Low Fat Shrimp Fettuccini Alfredo
Course: DinnerCuisine: ItalianDifficulty: Easy4
servings5
minutes25
minutes30
minutesIngredients
3 Zucchinis, spiraled using a food processor – or purchase a package of Zoodles (zucchini cut into spaghetti-like noodles)
1 lbs. or shrimp, cleaned and deveined
1 lbs. fettuccini, optional – see note
Salt
- Sauce
2 TBS olive oil
2 TBS flour – see note to make gluten-free
2 cups fat-free milk
2 cups chicken broth – see note to make vegetarian/pescatarian
5 cloves of garlic, grated on a microplane
1/2 tsp onion powder
1/2 tsp dried basil
1/2 tsp dried parsley
Dash of crushed red pepper
1 cup of grated parmesan cheese
Salt and pepper, to taste
Directions
- I made this as a two pot meal – one for the sauce, shrimp and zoodles, and another to cook the pasta. I started bringing the water to a boil at the same time that I made the sauce, then everything was ready at the same time.
- If you are not using store-bought zoodles, begin by cutting the ends of your zucchini. Then use the spiralizing attachment to your food processor to create zoodles. Sprinkle the zoodles with salt and put in a bowl to the side.
- If your shrimp are not already cleaned and deveined, begin by cleaning to remove the tails and veins. Put in a colander and put to the side as you make the sauce to make sure any extra water is drained and removed.
- Add water to a pasta pot for the fettuccini. Salt the water, and bring to a boil.
- In another large pot, add the olive oil and heat over medium for 1-2 minutes.
- Add the flour, and stir to create a paste. Cook for an additional minute.
- Add the garlic and spices (onion powder, basil, parsley, and crushed red pepper) to the pot.
- Add the milk and chicken broth to the pot. You need to stir constantly so that the milk does not scorch. I also tend to keep the heat on the lower side to prevent scorching. Just keep stirring it.

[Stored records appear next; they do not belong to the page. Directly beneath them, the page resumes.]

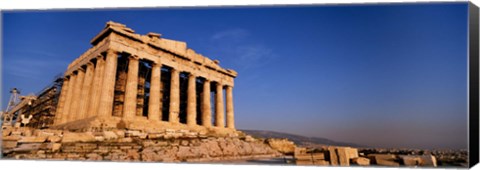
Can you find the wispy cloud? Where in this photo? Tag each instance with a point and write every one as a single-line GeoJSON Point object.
{"type": "Point", "coordinates": [244, 51]}
{"type": "Point", "coordinates": [236, 34]}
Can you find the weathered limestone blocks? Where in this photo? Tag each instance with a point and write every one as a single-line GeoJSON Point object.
{"type": "Point", "coordinates": [415, 160]}
{"type": "Point", "coordinates": [132, 145]}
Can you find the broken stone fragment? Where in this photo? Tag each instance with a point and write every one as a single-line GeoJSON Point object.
{"type": "Point", "coordinates": [77, 137]}
{"type": "Point", "coordinates": [32, 139]}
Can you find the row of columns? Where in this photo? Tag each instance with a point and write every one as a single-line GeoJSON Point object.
{"type": "Point", "coordinates": [89, 91]}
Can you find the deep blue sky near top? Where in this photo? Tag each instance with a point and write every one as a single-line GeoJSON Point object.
{"type": "Point", "coordinates": [379, 75]}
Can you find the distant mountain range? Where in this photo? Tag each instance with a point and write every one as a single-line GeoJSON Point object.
{"type": "Point", "coordinates": [299, 140]}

- You will see the sauce begin to thicken. As you stir, you will also feel the sauce change consistency. Keep cooking until the sauce is thickened about 15 minutes.
- Add the parmesan cheese and stir well. Taste for seasoning. Add salt or pepper.
- Once the sauce is thickened, add the pasta to the water so it will be done by the time the shrimp and zoodles are done cooking.
- Once the sauce it thick, add the zoodles to the pot.
- After the zoodles are softened, about five minutes, add the shrimp. The shrimp do not take long to cook. Everything should be ready at the same time.
- To serve, add the pasta into the large pot, and mix well.
Notes
- You can make this recipe gluten-free by substituting the flour with corn starch.
- You can substitute the shrimp with chicken – or use both!
- You can substitute the chicken broth with vegetable broth.
- Cut out the carbs by replacing the fettuccini entirely with the Zoodles.